Facebook sued the Israeli hacker-for-hire company NSO Group on Tuesday in U.S. federal court for allegedly targeting some 1,400 users of its encrypted messaging service WhatsApp including diplomats, political dissidents, journalists and senior government officials.
The lawsuit filed in San Francisco is the first legal action of its kind, according to Facebook, involving a nearly totally unregulated realm. In the lawsuit, they accused NSO of facilitating government hacking sprees in 20 countries. Mexico, the United Arab Emirates and Bahrain were the only countries identified.
Facebook says NSO Group violated laws including the U.S. Computer Fraud and Abuse Act with a crafty exploit that took advantage of a flaw in the popular communications program allowing a smartphone to be penetrated through missed calls alone.
"It targeted at least 100 human-rights defenders, journalists and other members of civil society across the world," the head of WhatsApp, Will Cathcart, wrote in an op-ed published by The Washington Post.
He said that since discovering the malware operation in May, Facebook learned that the attackers were using servers and internet-hosting services previously associated with NSO Group, which has been widely condemned for selling surveillance tools to repressive governments.
NSO Group issued a statement in which it did not directly deny hacking WhatsApp but which said it disputed the allegations and vowed to "vigorously fight them."
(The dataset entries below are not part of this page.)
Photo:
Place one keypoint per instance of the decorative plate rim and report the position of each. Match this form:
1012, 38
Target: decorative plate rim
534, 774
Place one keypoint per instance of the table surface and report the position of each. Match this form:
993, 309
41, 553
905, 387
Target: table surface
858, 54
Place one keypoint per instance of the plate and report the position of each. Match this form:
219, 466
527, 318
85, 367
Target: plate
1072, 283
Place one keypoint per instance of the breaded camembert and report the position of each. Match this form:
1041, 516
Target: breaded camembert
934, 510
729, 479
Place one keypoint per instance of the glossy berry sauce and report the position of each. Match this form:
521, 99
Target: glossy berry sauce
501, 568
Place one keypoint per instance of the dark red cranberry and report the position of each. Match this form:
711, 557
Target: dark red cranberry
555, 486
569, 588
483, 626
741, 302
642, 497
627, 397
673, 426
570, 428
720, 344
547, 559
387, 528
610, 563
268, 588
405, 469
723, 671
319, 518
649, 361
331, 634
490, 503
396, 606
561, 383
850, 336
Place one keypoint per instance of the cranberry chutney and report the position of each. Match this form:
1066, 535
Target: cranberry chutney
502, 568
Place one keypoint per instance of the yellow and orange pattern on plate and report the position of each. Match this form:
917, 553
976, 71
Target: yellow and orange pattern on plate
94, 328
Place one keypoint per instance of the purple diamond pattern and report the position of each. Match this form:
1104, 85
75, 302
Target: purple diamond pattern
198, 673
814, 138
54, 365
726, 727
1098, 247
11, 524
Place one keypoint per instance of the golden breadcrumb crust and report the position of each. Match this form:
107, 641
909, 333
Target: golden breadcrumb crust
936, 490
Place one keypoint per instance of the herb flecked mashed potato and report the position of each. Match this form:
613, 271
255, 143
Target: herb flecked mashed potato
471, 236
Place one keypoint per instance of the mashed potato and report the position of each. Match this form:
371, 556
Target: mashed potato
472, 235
"The sole purpose of NSO is to provide technology to licensed government intelligence and law enforcement agencies to help them fight terrorism and serious crime," the company said. "Our technology is not designed or licensed for use against human rights activists and journalists. It has helped to save thousands of lives over recent years."
It said strongly encrypted platforms are used by pedophile rings, drug traffickers and terrorists and that NSO's technologies "provide proportionate, lawful solutions."
Facebook demands in the suit that NSO Group be denied access to Facebook's services and systems and seeks unspecified damages.
Cathcart said leaders of tech firms "should join U.N. (free speech) Special Rapporteur David Kaye's call for an immediate moratorium on the sale, transfer and use of dangerous spyware."
"This is huge. I am really glad to see a tech company put their massive litigation team on the field on behalf of users," tweeted Alex Stamos, a Stanford University researcher and former Facebook chief security officer.
WhatsApp is the world's most popular communications software, with about 1.5 billion users in 180 countries.
Citizen Lab, a cybersecurity research laboratory based at the University of Toronto that worked with WhatsApp to investigate the phone hacking, told Reuters that the targets included well-known television personalities, prominent women who had been subjected to online hate campaigns and people who had faced "assassination attempts and threats of violence.”
Neither Citizen Lab nor WhatsApp identified the targets by name.
John Scott-Railton, a researcher with Citizen Lab, called the hack "a very scary vulnerability" when it was discovered. "There's nothing a user could have done here, short of not having the app."
The lawsuit alleges that malicious code from NSO was sent from April 29 through May 10 over WhatsApp servers. The aim was to infect some 1,400 devices whose users included attorneys, journalists, human rights activists, political dissidents, diplomats and other government officials. It said the targeted phone numbers were in countries including Bahrain, United Arab Emirates and Mexico.
NSO's spyware has repeatedly been found deployed to target such people. Most notably, the spyware was implicated in the gruesome killing of Saudi journalist Jamal Khashoggi, who was dismembered in the Saudi Consulate in Istanbul last year and whose body has never been found.
Khashoggi’s friend Omar Abdulaziz is one of seven activists and journalists who have taken the spyware firm to court in Israel and Cyprus over allegations that their phones were compromised using NSO technology. Amnesty has also filed a lawsuit, demanding that the Israeli Ministry of Defense revoke NSO’s export license to "stop it profiting from state-sponsored repression."
In the lawsuit, Facebook alleges that after it publicly announced that it had identified and closed the vulnerability an NSO employee complained "You just closed our biggest remote for cellular... It's on the news all over the world."
The spyware did not directly affect the end-to-end encryption that makes WhatsApp chats and calls private. It merely used a bug in the WhatsApp software as an infection vehicle.
NSO Group's flagship malware, called Pegasus, allows spies to effectively take control of a phone, remotely and surreptitiously controlling its cameras and microphones from remote servers and vacuuming up personal and geolocation data.
A European private equity firm, Novalpina Capital LLP, bought a majority stake in NSO Group in February. It claimed in a May statement that "highly targeted interception technologies" of the kind NSO Group produces "play a critical role in protecting the public" and can do so without undermining privacy rights or free speech.